Why? Because strategy is ultimately just a disciplined means of carrying a business conversation. If that conversation cannot be a learning conversation of the sort we reviewed last week, the strategic mindset fades and the plans, OGSMs, and all other such stuff goes by the wayside.
The inability of a team to rally around known threats, make necessary pivots, and maintain a strong strategic position is probably caused the most by the inability to talk productively in the way our authors, Peter Senge, and the great Chris Argyris prescribes. It’s the core element behind Sony’s inability to coordinate and seize the chance to build the first great mP3 player. It’s the reason Kodak was unable to pivot on its digital camera. And why Sears Roebuck is what it is today. These businesses had decent strategies and certainly had the resources and abilities to thrive amidst disruption. But the prevailing culture and the inability to stay open to what was happening around them, through the use of assertive inquiry, was their downfall. Who knows? It could happen to Proctor and Gamble someday, too. They recognize this and strive to avoid the pitfalls of advocacy when the tides shift and the strategy demands them to shift with it.
But such is the art of strategy amidst the science, processes, and engineering that it also entails. There isn’t any topic more rich and fascinating in the working world. Our authors show us why with this fantastic book. It’s the best place to begin the study of the topic and the best way to begin a business. Or any other endeavor.
Highly recommended. Here’s a link to the book on Amazon.
Mental Models and Principles
- The Strategic Choice Cascade model. Start with winning aspiration, then where to play, then how to win, then capabilities, then management systems.
- Strategy is an integrated set of choices that uniquely positions the firm in its industry so as to create sustainable advantage and superior value relative to the competition.
- Strategy is not a vision.
- Strategy is not a plan.
- Benchmarking is a recipe for mediocrity.
- What matters is winning. Great organizations choose to win rather than simply play.
- Where to play and how to win are mutually reinforced ideas
- Technical superiority alone is not sustainable
- The strategic moat concept — a distinct, defensible position that is as inimitable as it is valuable.
- The Activity System Method for mapping core capabilities.
- Strategy creation and review often devolves into “corporate theater at its best”.
- The one-page OGSM tool.
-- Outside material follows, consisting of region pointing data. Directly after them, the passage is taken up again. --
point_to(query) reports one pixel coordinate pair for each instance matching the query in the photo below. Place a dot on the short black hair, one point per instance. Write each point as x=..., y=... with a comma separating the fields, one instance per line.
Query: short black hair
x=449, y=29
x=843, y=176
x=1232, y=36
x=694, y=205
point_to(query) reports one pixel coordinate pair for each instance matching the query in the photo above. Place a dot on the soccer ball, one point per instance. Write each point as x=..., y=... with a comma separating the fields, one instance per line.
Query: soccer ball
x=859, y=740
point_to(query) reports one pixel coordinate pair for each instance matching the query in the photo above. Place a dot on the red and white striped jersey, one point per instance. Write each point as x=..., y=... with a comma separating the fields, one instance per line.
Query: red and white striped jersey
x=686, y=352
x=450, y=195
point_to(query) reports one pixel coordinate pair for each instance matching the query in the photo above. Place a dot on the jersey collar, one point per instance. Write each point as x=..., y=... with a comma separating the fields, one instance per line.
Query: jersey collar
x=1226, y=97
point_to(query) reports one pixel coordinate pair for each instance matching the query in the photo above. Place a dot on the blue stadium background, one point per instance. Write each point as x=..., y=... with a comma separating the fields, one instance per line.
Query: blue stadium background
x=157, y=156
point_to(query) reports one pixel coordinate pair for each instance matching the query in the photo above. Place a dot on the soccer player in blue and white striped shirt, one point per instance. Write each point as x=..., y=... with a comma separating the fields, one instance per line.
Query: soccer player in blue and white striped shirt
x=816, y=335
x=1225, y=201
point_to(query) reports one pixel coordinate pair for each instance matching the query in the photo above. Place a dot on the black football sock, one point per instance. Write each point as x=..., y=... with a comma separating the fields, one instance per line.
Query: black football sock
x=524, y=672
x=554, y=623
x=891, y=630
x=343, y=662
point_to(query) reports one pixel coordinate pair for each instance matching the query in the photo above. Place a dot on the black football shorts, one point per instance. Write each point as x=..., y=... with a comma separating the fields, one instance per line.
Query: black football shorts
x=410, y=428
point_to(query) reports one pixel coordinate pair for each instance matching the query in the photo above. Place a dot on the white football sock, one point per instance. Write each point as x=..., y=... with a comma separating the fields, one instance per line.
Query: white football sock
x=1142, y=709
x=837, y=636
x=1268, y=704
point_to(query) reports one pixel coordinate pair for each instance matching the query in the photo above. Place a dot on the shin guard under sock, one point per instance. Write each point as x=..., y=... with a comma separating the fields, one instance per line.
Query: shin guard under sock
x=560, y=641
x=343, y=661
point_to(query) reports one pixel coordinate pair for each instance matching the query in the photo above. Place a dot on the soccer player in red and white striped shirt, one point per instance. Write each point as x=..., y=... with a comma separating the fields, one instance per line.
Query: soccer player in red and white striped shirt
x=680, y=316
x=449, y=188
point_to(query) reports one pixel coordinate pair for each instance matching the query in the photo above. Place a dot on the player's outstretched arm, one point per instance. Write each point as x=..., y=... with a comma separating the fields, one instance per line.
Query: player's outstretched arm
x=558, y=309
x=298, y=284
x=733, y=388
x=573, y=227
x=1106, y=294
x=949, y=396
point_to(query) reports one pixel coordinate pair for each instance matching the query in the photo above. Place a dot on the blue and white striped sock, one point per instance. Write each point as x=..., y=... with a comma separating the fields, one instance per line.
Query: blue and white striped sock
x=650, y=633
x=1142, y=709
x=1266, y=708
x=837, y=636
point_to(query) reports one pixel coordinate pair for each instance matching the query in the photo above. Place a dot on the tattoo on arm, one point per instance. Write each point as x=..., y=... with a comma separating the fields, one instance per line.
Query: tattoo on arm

A method for hardwiring the focus on clear, concise information, including Objectives, Goals, Strategy (where to play and how to win), and Measures.
- Norms for Dialogue: Advocacy versus Assertive Inquiry.
- Only when strategic choices and clear and simple can they acted upon.
- Strategy Logic Flow — a structured method of thought experiment to test a strategy
- Competitive Analysis — game analysis to determine the expected competitive response from other firms as a reaction to your where-to-play and how-to-win choices.
- “Articulating options provides a gut check.”
- Barriers to Choice — a testing method to determine what worries the team most about the potential strategy; used to tease out “what must be true” for the strategy to be effective.
- Reverse-Engineering: a concept related to Gary Klein’s premortem that involves seven steps to test a strategic idea: (1) Frame the choice, (2) Generate strategic possibilities, (3) Specify conditions (what most hold true for the idea to be strategically sound), (4) Identify barriers to choice (what do you feel least confident to be true?), (5) Design valid tests, (6) Conduct tests, (7) Choose.